Content

Author

Stijn Masschelein

Introduction

This section contains a written introduction to R and Rstudio with the goal of getting you up and running with the main tools for data analysis and reporting results for the unit. The script I use for this introduction is also available with some explanations. The coding is more advanced and you should see it more as a useful resource than something you should be able to do at the start of the semester.

Slides

The slides contain the lecture slides for the first half of the semester.

The first set of slides introduce a number of practical issues around the structure, goals,and assignments for the unit. I also demonstrate what research looks like with an example from executive compensation. You can find the data on LMS.1

The second set of slides introduces the notion of simulations and simulated data.
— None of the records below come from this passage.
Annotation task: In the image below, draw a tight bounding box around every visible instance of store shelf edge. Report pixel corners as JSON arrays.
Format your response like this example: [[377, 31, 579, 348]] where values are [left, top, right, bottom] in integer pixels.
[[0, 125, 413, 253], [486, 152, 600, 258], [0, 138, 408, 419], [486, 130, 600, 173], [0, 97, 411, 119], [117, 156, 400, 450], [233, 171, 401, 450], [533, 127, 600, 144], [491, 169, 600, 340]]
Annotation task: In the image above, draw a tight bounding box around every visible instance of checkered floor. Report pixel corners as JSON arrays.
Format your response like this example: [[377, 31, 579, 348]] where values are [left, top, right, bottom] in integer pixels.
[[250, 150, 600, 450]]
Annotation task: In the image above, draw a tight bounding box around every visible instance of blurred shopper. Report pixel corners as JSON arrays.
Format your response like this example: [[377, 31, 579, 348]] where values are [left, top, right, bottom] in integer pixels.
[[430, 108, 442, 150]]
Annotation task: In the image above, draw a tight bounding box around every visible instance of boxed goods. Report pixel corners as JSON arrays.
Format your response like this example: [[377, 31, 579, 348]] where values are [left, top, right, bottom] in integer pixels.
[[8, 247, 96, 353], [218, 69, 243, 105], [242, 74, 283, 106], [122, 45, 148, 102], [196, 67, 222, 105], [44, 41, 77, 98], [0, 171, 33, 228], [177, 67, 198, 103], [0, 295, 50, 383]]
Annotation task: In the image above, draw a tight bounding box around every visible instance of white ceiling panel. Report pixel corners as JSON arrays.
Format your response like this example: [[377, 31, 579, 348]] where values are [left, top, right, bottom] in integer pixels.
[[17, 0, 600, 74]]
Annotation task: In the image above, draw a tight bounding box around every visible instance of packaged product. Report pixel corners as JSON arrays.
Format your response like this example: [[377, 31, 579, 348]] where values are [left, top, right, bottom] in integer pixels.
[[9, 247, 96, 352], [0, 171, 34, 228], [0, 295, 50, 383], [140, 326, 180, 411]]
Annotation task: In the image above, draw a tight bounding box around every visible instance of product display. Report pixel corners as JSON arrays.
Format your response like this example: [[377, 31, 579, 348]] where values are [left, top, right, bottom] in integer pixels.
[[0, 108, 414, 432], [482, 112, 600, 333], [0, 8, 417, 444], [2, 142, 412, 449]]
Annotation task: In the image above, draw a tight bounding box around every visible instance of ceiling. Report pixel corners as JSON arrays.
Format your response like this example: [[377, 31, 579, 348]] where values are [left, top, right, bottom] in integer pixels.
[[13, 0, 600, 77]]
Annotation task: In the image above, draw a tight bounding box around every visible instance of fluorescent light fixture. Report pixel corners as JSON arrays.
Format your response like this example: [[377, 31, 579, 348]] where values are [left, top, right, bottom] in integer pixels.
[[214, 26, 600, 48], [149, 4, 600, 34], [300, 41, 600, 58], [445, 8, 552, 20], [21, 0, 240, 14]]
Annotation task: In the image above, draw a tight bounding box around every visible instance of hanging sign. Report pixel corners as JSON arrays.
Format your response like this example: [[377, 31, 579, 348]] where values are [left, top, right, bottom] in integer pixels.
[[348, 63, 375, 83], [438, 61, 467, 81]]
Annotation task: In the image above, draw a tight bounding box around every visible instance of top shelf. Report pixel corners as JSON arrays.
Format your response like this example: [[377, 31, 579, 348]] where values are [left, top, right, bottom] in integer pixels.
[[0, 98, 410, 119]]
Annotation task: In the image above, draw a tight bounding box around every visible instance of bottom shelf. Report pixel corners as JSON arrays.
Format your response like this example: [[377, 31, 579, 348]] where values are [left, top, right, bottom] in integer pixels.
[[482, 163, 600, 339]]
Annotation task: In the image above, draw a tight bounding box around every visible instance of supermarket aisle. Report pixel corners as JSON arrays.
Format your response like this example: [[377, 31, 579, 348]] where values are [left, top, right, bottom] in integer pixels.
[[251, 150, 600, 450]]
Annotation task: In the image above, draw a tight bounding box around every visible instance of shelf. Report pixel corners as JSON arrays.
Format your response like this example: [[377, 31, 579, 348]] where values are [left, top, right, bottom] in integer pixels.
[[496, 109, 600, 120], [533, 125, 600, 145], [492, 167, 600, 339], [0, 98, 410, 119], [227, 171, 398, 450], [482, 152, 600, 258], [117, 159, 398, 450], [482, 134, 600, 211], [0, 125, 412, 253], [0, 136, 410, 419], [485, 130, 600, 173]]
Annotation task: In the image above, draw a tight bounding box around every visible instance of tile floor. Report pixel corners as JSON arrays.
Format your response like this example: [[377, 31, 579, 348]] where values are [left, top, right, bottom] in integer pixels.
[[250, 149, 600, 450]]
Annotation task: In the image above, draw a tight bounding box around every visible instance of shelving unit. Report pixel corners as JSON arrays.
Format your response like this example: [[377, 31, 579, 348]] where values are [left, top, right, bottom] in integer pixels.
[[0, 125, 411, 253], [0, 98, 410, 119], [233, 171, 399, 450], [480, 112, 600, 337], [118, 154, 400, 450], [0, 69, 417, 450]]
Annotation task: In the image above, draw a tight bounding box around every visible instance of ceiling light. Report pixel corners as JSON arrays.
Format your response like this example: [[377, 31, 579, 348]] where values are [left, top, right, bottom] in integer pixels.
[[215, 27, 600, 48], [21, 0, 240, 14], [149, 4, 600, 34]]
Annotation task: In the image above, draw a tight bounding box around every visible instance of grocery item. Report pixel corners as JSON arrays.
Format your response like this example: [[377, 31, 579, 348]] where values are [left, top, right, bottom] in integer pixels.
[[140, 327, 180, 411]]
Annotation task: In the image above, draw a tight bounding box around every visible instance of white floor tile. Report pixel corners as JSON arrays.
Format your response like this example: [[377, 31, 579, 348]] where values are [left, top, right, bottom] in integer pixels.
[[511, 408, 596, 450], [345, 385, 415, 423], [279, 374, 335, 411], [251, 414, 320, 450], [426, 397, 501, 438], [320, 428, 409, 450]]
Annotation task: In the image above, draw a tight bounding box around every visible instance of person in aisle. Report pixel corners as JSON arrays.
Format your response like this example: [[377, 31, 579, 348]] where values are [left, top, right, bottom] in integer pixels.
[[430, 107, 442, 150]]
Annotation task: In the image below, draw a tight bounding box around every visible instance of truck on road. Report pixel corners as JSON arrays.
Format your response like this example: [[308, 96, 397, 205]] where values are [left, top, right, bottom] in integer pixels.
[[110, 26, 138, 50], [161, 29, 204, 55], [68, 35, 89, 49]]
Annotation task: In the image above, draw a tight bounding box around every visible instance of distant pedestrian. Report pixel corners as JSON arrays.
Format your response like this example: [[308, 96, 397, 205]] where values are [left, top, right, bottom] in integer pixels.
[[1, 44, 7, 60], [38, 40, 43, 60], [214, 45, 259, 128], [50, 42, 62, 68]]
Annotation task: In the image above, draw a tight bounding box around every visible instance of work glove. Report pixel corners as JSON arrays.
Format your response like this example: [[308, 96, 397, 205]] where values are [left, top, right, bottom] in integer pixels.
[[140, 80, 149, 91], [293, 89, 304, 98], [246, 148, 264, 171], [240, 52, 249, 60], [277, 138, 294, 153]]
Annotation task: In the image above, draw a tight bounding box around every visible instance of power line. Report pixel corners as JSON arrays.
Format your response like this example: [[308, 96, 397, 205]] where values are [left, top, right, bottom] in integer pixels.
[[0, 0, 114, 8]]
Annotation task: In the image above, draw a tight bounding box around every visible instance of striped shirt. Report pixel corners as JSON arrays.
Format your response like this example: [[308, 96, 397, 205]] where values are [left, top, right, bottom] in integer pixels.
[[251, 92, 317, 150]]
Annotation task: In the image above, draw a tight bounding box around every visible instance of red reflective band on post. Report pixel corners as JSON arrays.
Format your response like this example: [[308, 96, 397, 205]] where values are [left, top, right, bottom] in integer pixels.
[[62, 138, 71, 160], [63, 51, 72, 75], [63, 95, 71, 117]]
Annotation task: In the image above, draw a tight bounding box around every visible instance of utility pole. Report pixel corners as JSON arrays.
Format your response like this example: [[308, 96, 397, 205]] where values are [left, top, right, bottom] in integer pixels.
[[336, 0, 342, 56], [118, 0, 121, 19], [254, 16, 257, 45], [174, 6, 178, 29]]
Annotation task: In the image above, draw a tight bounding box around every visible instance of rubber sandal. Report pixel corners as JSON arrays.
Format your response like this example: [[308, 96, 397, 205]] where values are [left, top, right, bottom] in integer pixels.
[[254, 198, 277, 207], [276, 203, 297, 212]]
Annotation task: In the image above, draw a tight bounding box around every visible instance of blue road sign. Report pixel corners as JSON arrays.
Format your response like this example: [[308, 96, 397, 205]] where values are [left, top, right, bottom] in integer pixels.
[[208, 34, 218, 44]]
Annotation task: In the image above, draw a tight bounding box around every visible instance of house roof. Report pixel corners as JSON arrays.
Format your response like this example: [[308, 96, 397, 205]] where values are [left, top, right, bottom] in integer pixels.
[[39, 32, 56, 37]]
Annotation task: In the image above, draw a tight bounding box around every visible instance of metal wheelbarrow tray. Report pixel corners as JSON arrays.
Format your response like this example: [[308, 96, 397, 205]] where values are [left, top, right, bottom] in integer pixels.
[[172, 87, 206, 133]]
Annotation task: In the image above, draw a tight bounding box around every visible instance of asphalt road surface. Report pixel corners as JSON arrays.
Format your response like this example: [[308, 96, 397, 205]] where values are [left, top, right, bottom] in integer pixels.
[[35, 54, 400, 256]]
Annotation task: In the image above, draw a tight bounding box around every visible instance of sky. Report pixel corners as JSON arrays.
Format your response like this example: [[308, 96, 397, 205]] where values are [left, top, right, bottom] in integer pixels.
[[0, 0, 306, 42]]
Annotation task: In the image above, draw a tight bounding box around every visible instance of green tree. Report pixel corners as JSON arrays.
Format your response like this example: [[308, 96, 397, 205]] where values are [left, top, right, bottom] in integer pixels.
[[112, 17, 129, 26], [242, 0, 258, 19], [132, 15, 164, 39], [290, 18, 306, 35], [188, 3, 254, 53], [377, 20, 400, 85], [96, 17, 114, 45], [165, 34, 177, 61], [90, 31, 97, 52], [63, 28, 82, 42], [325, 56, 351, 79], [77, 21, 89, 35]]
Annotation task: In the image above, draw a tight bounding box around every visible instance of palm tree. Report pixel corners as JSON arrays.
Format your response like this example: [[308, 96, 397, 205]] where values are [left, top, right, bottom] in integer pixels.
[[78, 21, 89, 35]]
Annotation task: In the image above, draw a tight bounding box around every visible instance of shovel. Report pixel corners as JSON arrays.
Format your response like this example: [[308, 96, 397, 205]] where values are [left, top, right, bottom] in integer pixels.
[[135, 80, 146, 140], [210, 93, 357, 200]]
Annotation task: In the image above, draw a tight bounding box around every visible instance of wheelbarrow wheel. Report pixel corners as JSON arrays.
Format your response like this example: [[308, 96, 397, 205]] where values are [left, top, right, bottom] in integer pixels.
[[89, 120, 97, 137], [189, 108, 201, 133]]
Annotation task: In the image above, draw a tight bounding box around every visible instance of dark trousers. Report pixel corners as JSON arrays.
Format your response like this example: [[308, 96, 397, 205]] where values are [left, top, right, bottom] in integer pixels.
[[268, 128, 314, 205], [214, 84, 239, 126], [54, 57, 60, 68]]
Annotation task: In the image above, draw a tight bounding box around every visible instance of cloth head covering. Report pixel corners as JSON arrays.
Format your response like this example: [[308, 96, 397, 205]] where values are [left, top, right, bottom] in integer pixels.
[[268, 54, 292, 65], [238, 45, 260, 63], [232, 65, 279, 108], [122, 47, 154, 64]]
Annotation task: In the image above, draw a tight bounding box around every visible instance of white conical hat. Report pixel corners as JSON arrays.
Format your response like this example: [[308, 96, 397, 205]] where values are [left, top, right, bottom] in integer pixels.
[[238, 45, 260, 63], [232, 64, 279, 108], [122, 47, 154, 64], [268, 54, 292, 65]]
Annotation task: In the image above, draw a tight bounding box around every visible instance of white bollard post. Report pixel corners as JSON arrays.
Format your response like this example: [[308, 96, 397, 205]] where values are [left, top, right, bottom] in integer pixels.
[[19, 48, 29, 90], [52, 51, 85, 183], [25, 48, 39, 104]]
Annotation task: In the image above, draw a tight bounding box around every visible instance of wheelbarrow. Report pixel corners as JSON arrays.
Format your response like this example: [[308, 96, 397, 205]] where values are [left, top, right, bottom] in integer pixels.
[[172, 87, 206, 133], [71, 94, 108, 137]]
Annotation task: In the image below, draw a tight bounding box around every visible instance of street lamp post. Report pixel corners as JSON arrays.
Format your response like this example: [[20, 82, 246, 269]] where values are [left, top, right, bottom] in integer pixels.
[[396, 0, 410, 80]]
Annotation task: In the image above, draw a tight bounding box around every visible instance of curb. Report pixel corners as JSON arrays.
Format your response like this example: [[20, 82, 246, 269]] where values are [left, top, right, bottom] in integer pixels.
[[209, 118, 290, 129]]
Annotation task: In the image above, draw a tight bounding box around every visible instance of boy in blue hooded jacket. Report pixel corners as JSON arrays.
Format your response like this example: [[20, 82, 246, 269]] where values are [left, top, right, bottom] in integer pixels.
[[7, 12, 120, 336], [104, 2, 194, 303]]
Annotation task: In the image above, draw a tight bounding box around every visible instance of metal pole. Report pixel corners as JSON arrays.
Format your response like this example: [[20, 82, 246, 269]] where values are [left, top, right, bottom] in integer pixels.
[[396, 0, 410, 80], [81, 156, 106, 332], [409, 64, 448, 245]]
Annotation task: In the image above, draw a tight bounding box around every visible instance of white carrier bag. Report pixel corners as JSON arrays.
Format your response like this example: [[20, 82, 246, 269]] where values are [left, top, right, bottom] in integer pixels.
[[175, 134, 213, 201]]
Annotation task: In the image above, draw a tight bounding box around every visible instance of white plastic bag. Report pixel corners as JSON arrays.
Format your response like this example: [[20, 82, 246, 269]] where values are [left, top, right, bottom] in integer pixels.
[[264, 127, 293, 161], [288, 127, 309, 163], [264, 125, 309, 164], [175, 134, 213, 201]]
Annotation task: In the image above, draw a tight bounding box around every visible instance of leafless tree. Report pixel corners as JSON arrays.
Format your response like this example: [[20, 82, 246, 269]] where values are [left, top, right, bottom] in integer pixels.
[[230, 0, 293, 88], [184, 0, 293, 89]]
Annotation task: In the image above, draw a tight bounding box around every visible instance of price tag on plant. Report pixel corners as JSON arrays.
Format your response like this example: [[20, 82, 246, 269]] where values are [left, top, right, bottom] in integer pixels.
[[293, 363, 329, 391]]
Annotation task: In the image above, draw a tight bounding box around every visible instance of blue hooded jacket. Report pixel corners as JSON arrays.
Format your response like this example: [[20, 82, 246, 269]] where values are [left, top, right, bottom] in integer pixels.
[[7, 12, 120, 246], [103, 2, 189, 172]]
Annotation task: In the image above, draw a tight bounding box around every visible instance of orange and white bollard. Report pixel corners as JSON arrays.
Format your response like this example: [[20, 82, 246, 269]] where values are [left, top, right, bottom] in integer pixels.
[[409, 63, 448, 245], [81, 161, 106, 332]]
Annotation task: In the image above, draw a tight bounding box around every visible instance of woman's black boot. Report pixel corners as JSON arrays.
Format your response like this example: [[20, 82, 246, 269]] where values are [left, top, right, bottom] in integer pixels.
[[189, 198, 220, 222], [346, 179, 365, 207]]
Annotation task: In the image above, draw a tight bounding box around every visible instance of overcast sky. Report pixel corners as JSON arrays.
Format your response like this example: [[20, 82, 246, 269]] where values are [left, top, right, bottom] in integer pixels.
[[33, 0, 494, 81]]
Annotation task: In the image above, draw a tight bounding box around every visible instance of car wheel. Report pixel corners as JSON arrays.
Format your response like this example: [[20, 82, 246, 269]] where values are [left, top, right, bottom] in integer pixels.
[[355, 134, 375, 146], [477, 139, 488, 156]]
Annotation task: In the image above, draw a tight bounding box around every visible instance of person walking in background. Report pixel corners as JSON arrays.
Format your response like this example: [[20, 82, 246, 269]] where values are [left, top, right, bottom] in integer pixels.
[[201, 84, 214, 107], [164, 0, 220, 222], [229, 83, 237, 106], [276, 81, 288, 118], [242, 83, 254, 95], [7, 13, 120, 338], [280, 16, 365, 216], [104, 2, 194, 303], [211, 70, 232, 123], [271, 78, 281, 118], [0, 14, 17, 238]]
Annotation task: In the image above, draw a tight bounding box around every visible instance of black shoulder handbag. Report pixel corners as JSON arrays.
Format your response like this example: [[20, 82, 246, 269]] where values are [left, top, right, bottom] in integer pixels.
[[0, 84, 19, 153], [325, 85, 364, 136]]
Simulations are a way to make an abstract theory more concrete and to test our intuition of statistical tests. This is exactly what we are going to do in this lecture where the theory is a matching theory of firms and CEOs. Finally, we will test whether there is a relation between pay-for-performance and the size of the firm.

As background reading, I have also made a more detailed explanation of the matching theory of CEO compensation. It reinforces the value of knowing how to simulate some data from a theory.

The third set of slides looks at the issue of when and how to control (and sometimes not control) for additional effects. It’s complicated!

The fourth and fifth set of slides basically give up on trying to control for everything. The goal is to focus on the research design, i.e. find a situation where we can be reasonable sure that our research question is answerable. I will focus my attention on event studies and its bigger (but slower) brother difference-in-difference and instrumental variables.

Freaky Friday or Friday Earnings Announcements Are Weird

For the remainder of the unit, we will change the mode of teaching. The remaining parts are best seen as case studies into some specific topics. The first case study is an attempt at replicating the main results of Dellavigna and Pollet (2009) from scratch. The goal is twofold. First, the study is an event study of the market reaction to the release of news which is the workhorse study design for many finance studies. Second, the study requires different sources of data and it is a good exercise to demonstrate how to manage data in a larger project. Start from the introduction to the replication and go from there.

Machine Learning

This is also a two parter. The main goal is to make you aware when machine learning tools are useful. The other part is a long R implementation of one of the machine learning techniques that is most related to linear regression. The last part is mainly to give you the code as a starting point.

Generalised Linear Models

Here I introduce the use of GLM models for discrete outcomes. As before, I first emphasise why the regulare linear model works reasonably well for a lot of typical applications and when the GLM models are more appropriate. Maybe surprisingly, there is a clear link with the machine learning arguments.

Generated Variables

This section looks at a diverse set of methods that all have one thing in common. They are often a combination of two are more regression steps. I show how that might effect the uncertainty estimates and how the bootstrap can help to get the uncertainty estimates correct.

References

Dellavigna, Stefano, and Joshua M. Pollet. 2009. “Investor Inattention and Friday Earnings Announcements.” The Journal of Finance 64 (2): 709–49. https://doi.org/10.1111/j.1540-6261.2009.01447.x.

Footnotes

  1. Or download it yourself with the introduction script.↩︎